The astronauts aboard Boeing’s Starliner spacecraft are confident they’ll get back to Earth safely aboard the vessel, despite weeks of malfunctions and glitches that have left them stuck in space much longer than expected.
Test pilots Suni Williams and Butch Wilmore appeared in a NASA-hosted livestream Wednesday from the International Space Station (ISS) looking happy and healthy. They were chipper as they answered reporters’ questions.
“We’ve been through a lot of simulations for this spacecraft to go through all sorts of iterations and failures, and I think where we are right now and what we know right now … I feel confident,” Williams said, next to his crewmate and in front of a U.S. flag.
“I have a real good feeling in my heart that the spacecraft will bring us home, no problem.
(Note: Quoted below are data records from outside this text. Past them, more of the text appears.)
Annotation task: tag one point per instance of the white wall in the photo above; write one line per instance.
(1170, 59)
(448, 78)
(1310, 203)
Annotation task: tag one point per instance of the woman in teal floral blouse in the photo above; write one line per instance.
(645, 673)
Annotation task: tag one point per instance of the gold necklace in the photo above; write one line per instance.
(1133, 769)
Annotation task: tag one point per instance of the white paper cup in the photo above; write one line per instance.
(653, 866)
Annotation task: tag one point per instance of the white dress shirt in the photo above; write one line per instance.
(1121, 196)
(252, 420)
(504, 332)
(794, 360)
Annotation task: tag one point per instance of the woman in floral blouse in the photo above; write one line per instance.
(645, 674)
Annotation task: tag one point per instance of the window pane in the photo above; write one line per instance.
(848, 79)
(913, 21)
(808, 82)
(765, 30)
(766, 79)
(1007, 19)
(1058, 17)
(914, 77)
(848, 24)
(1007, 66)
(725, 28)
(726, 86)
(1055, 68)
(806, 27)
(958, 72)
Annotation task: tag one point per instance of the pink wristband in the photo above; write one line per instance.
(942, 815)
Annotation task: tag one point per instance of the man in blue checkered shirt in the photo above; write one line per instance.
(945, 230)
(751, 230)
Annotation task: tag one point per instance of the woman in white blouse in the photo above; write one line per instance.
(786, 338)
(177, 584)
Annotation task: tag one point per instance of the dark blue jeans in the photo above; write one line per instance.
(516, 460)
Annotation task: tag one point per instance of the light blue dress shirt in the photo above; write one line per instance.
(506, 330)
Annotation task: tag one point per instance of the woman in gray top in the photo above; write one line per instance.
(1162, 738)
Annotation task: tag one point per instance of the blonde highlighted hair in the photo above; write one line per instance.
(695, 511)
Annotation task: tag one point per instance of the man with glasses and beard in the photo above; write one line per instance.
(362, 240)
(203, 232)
I feel confident that if we had to — if there was a problem with the International Space Station — we’d get in our spacecraft, undock, talk to our team and figure out the best way to come home,” said Williams, her hair comedically splayed out above her amid the lack of gravity.
It was their first news conference while in orbit, and the pair said they expect to return to Earth once thruster testing is complete, although they did not give a timeline or date.
But they’re not complaining about getting to spend extra time in space, and said they’re having a good time helping the crew aboard the ISS, as well as running science experiments and tests while in orbit.
Wilmore said they went into the mission knowing there would be kinks, saying, “This is the world of test. This is a tough business.”
“Human spaceflight is not easy in any regime, and there have been multiple issues with every spacecraft that’s ever been designed, and that’s just the nature of what we do,” Wilmore said. “You know that mantra, ‘Failure is not an option.'”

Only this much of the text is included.